Access to fast, reliable internet service is critical to daily life, a fact that the COVID-19 pandemic has only reinforced. Yet, in many parts of rural America, lack of broadband infrastructure means that communities face significant barriers to learning, working, and building sustainable local economies in a connected world. Hear from Matt Dunne, the founder and executive director at the Center On Rural Innovation, a nonprofit action tank helping communities plan and build broadband networks that will ensure they can participate in and benefit from the economies of the future.

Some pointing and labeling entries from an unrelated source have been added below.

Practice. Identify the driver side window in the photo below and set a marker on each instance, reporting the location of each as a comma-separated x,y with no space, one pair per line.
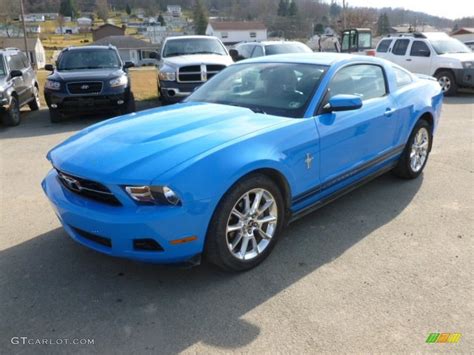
364,80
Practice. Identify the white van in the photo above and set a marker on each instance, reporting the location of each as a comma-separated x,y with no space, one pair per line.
431,53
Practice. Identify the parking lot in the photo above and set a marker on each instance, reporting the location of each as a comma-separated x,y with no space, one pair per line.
376,271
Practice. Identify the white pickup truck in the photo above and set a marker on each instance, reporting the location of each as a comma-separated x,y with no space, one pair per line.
186,62
431,53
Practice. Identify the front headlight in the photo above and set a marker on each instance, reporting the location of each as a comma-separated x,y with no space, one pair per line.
160,195
120,81
52,85
167,76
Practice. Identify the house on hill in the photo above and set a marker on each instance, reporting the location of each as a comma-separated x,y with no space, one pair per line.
107,30
232,32
131,49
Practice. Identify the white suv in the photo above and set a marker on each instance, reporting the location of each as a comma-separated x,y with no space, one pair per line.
431,53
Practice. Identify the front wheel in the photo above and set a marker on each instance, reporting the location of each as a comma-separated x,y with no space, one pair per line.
11,117
414,157
35,104
246,224
447,82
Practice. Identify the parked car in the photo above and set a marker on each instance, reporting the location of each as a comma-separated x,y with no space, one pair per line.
247,50
432,53
88,79
18,86
265,142
186,63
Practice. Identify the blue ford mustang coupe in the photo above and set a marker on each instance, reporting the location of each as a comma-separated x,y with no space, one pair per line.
264,142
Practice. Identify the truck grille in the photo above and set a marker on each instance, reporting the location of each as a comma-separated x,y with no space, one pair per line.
88,188
78,88
198,73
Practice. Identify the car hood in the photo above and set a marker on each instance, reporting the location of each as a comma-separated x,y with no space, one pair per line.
138,148
198,59
93,75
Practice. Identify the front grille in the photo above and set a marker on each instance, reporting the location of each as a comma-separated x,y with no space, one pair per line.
198,73
106,242
88,188
94,87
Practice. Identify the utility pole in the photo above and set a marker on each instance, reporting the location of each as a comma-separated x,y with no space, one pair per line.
344,13
22,8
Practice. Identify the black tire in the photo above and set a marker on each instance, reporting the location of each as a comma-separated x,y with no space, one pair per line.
216,248
447,81
55,116
404,167
129,105
12,117
35,104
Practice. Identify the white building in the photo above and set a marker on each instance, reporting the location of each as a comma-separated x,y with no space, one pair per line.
84,22
174,10
232,32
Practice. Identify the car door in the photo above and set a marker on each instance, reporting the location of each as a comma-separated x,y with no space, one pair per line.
418,59
15,62
399,51
350,140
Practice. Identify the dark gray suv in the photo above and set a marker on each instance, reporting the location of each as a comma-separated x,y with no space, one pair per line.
18,86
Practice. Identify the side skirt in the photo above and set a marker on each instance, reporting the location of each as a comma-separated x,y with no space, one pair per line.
328,199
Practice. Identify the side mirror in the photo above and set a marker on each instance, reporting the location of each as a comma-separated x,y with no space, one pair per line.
16,73
343,103
234,54
155,55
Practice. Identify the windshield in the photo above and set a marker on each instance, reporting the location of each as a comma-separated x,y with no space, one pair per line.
282,48
188,46
449,45
89,59
282,89
2,67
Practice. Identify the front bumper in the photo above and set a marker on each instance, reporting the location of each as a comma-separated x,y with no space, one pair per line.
68,103
172,91
465,77
122,226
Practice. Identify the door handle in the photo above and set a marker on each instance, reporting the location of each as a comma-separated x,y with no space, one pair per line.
389,111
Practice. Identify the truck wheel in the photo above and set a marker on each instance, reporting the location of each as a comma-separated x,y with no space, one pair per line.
447,82
54,116
12,117
35,104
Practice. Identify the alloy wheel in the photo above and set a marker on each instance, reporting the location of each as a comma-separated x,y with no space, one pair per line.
252,224
419,150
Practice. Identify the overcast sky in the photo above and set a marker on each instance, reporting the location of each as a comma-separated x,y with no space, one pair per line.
444,8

Matt served 11 years in the Vermont House and Senate, enacting the state’s first broadband grants, brownfields revitalization funding, and downtown redevelopment program. In 1999 Matt was appointed director of AmeriCorps*VISTA under President Clinton, where he led PowerUp, one of the first national efforts to bridge the digital divide, and launched an Entrepreneur Corps to focus on micro-finance in high-need communities.
In 2007, he started Google’s Community Affairs division out of a former bread factory in White River Junction, Vermont, where he led all local US philanthropy and engagement, including the Google Fiber rollout and orchestrating educational and development initiatives in Google’s data center communities across rural America.
Matt has a BA from Brown University, and also held an appointment at the MIT Media Lab. He is a lifelong Vermonter who lives on the 100 acre farm where he was raised.